When journalists ask Ukrainian soldiers what they are fighting for, they reply “peace” and “the future of my children.”
Most of us have been deeply touched by the willingness of Ukrainians to fight for the freedom the country has only known since 1991, when they gained their independence. That is about as long as most of Afghanistan´s women experienced freedom from the oppressing cavemen of Taliban.
“It’s like being in a room that’s too small and too dark,” a young Afghan woman told a journalist on the New York Times podcast The Daily.
Yesterday, the Afghan girls were supposed to be back in schools after being sentenced to months of household chores indoors. The first thing the Taliban did when they took power in August last year, of course, was to cut off girls from education.
The girls’ dreams turned out to be just that – dreams. Because when the excited, happy, giddy girls showed up at their schools, they were sent home again if they went to a higher grade level than 6th grade. BBC World News shows pictures of covered girls with tearstained cheeks collapsing in anguish and others with an expressionless gaze.
The misogyny is devastatingly heartbreaking! Men were waving the girls biggest dreams in front of them, letting them rejoice, letting them get their classrooms ready, wiping chairs and school desks off – and then telling them that they can not get the education they have been looking forward to.
Far from all girls have the opportunity to participate in online learning. But those who do, study foreign languages, art, literature, physics, and chemistry. Some go to the bookstore and buy books, devouring as much learning as they can at home.

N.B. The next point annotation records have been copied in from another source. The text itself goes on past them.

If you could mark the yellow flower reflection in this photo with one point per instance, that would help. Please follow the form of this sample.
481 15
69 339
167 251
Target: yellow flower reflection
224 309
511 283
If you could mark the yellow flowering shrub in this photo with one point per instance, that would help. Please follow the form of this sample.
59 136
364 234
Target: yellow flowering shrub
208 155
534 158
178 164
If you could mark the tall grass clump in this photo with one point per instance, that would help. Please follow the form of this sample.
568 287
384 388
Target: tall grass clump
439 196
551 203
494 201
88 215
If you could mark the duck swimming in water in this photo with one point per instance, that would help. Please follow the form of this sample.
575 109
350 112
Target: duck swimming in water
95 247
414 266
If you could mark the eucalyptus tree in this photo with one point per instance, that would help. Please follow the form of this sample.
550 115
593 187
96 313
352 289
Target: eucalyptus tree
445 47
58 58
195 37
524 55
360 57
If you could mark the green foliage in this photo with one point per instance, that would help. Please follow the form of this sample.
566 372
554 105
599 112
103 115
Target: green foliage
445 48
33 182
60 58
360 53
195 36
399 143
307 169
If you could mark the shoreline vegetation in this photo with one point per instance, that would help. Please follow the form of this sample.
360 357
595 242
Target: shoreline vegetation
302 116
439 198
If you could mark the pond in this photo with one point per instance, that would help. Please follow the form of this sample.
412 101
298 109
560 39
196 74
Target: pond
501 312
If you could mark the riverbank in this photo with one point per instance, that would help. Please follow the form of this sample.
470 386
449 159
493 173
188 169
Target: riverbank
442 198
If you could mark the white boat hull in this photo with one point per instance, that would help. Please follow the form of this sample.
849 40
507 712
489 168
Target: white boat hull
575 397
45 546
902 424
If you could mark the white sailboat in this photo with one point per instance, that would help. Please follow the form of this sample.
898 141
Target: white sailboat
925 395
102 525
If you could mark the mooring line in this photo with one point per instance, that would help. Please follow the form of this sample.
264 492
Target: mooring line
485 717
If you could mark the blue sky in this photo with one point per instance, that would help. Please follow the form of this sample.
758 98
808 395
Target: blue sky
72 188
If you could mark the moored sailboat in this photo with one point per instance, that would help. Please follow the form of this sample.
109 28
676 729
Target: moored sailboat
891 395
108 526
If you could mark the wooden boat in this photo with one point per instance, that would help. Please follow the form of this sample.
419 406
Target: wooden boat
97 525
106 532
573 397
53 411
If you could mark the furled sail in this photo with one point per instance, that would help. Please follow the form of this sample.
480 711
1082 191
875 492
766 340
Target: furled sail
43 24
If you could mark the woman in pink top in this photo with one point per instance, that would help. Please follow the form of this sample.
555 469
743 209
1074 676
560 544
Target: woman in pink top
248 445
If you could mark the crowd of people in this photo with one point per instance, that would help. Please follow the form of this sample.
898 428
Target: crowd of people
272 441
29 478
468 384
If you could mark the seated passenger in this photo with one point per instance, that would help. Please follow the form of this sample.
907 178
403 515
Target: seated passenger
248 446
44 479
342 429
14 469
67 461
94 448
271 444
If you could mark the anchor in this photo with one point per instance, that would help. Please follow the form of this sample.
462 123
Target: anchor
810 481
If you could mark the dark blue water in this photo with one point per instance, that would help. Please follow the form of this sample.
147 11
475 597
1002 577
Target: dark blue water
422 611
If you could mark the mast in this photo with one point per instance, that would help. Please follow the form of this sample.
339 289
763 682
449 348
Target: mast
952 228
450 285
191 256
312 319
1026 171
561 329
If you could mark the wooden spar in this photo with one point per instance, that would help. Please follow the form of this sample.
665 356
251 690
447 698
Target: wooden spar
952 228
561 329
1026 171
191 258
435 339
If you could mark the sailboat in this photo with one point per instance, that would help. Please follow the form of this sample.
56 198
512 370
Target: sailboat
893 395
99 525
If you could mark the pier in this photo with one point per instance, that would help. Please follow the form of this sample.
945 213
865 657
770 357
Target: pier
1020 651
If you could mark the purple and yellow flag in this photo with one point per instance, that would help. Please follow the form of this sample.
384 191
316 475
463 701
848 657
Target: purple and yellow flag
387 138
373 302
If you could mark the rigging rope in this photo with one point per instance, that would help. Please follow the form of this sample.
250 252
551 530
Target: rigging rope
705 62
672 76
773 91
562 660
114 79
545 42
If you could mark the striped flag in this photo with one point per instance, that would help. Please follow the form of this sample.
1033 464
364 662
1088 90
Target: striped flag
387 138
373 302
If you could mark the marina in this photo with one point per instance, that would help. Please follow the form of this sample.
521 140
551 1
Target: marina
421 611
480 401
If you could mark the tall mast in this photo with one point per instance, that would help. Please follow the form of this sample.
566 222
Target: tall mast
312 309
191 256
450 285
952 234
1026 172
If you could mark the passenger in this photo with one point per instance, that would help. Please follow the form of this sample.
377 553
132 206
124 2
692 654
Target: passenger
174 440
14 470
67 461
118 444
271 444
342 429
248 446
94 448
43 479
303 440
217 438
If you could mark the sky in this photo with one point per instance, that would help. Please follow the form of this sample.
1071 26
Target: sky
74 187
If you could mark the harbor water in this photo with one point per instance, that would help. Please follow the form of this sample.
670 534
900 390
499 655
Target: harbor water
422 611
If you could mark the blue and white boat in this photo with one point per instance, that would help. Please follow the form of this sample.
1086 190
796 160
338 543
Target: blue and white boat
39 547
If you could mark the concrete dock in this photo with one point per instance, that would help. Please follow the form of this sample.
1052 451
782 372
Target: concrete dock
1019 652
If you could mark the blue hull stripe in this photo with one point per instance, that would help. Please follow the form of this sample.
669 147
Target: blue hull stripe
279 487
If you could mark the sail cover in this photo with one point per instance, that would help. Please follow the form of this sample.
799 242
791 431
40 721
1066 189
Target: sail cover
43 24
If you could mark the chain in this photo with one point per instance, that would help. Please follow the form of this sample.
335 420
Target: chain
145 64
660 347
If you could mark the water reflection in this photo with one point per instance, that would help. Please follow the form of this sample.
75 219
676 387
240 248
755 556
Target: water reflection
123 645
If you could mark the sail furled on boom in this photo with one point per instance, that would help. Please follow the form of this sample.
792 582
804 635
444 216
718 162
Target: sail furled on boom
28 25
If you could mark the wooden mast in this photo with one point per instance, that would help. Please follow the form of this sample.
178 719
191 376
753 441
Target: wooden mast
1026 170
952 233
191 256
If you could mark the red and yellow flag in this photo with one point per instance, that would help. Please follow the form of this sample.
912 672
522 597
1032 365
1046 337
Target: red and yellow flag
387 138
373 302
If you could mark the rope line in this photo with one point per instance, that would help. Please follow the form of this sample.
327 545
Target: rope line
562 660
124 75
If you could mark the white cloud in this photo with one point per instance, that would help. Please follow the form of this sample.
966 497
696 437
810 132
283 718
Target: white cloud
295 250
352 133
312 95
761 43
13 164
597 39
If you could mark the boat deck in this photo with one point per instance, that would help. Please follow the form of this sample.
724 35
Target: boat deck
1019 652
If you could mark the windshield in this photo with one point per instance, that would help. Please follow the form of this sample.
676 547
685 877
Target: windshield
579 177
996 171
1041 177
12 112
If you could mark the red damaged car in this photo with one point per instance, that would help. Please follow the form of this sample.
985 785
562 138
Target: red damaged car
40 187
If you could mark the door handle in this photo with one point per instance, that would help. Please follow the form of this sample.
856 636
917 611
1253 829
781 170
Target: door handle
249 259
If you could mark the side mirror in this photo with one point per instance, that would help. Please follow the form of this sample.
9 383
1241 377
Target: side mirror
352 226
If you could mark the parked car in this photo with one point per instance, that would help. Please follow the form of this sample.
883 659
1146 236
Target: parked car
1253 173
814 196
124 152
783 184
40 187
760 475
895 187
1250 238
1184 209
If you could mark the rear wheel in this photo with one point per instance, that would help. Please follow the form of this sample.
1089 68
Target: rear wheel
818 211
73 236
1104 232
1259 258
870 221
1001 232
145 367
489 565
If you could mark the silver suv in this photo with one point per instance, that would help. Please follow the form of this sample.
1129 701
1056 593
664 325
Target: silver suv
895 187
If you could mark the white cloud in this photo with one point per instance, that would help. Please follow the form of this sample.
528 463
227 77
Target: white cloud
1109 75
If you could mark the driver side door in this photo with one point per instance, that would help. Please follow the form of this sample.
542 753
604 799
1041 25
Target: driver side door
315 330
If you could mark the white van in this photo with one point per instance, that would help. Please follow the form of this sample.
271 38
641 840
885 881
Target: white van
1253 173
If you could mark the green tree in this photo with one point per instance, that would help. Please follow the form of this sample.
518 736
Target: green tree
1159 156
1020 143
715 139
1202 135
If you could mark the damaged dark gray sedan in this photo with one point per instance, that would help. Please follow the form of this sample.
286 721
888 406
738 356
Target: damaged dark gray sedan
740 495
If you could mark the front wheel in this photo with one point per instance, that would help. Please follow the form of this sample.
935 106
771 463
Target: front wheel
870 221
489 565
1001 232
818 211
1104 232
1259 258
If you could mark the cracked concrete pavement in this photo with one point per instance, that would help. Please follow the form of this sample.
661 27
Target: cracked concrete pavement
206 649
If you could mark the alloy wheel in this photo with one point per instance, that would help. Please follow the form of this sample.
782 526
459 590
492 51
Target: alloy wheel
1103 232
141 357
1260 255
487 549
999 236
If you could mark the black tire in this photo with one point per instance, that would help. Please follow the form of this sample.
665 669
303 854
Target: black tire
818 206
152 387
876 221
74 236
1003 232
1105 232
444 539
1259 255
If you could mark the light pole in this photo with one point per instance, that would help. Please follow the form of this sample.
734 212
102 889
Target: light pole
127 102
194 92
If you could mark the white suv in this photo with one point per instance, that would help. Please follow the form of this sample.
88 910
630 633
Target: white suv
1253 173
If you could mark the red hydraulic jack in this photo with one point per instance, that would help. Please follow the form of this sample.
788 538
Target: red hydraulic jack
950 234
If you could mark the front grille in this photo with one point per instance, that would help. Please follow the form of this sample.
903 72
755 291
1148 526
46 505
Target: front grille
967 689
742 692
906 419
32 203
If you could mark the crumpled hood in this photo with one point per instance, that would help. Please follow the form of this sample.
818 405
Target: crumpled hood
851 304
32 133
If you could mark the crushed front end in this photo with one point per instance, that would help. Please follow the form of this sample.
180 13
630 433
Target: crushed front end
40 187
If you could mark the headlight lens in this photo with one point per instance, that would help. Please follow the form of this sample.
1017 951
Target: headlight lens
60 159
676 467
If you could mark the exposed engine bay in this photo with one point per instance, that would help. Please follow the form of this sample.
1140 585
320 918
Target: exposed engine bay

Others draw, do dance groups with girlfriends, meet secretly.
In short – the girls have a will to fight, even if it is deadly dangerous if discovered that they spend their time on something other than domestic chores, which the Taliban believes is a woman’s ultimate purpose in life.
But the men in Afghanistan underestimate their girls and women if they think they are content with doing the dishes, cleaning, cooking, and give birth. Men have always underestimated women. And women have always had to do the dishes, clean, cook, and give birth – while completing an education.
This generation of Afghan women has access to the Internet – and thus to a knowledge of how women and girls in other parts of the world live. I wonder if they marvel at how men in Ukraine are willing to sacrifice their lives in the fight for their women and girls freedom.
Imagine what Afghanistan would look like, how the country and its citizens could flourish, if the Afghan men put their foot down and went against the Taliban brutality that has forced itself into power in the country. Imagine if the girls were allowed to believe in a future where they can live out their dreams and immense potential!
But since it does not seem to be the case that Afghan men want to fight for their women’s right to a free and peaceful life, like the Ukrainian men are willing to do, Afghan girls and women must fight for themselves. It should not have to be like that, but as I already said, there is nothing new in women having to fight for their rights without the aid of men.
I hope that Afghan women have as much fighting spirit as the Ukrainian men, since Afghan men have proven to be cowards.